Buckwheat porridge with red fish, baked in sour cream sauce
5 servings
95 minutes
The recipe is taken from the book "Appetizing porridges. 365 best recipes.

1
Sort, rinse, and roast buckwheat in a dry pan.
- Buckwheat groats: 1.5 glass
2
Bring 3 cups of water to a boil in a pot, add the grain, salt it, and cook on high heat for 2-3 minutes.
- Buckwheat groats: 1.5 glass
- Salt: to taste
3
Then cover the pot with a lid and cook the grain on low heat for a few more minutes.
4
When the porridge thickens, add 25 g of butter, tightly close the pot with a lid, and place it in a slightly heated oven for 1 hour.
- Butter: 75 g
5
Season the cooked porridge with the remaining butter.
- Butter: 75 g
6
Rinse the fish fillet, cut into small pieces, season with salt and pepper, coat in flour (1 tbsp), and fry in heated vegetable oil (80 ml) on both sides.

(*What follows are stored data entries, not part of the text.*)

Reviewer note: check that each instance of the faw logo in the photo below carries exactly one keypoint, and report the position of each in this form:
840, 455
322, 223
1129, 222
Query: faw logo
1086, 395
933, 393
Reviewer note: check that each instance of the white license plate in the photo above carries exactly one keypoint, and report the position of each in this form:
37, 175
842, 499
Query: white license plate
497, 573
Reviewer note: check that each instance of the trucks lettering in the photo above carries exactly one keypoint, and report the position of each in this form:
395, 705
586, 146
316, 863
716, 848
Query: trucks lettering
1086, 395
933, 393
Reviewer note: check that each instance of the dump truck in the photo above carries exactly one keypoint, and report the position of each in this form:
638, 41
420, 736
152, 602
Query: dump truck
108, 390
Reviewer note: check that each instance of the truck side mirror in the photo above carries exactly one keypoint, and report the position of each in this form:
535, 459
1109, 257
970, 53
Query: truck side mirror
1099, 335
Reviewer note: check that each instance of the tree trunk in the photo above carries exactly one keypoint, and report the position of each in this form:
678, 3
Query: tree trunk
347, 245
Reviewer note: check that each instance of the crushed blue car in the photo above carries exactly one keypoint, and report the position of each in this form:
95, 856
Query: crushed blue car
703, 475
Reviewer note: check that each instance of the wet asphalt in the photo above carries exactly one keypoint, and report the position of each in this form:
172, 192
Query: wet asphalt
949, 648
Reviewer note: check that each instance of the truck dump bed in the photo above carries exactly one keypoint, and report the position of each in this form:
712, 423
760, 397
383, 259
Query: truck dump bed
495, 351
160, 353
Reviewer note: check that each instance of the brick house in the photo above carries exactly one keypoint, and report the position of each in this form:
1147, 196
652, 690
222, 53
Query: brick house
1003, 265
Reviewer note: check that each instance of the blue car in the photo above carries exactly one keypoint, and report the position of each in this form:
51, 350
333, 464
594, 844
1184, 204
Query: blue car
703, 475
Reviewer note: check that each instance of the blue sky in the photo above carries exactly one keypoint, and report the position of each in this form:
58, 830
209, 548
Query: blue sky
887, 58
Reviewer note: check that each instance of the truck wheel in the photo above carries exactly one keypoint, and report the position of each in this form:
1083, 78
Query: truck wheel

- Pink salmon fillet: 1 kg
- Salt: to taste
- Ground black pepper: to taste
- Wheat flour: 2 tablespoons
- Vegetable oil: 100 ml
7
To prepare the sauce, mix the remaining oil from frying the fish with 1 tablespoon of flour, add sour cream, and bring the mixture to a boil.
- Vegetable oil: 100 ml
- Wheat flour: 2 tablespoons
- Sour cream: 500 g
8
Heat a deep skillet, grease the bottom and sides with fat, place a layer of crumbly porridge in it, lay pieces of fish on top, and pour everything with sour cream sauce.
- Fat: 1 tablespoon
- Buckwheat groats: 1.5 glass
- Pink salmon fillet: 1 kg
- Sour cream: 500 g
9
Sprinkle cheese over the contents of the pan, drizzle with the remaining vegetable oil, and bake in a preheated oven for 10-15 minutes.
- Hard cheese: 20 g
- Vegetable oil: 100 ml
10
Sprinkle with chopped parsley before serving.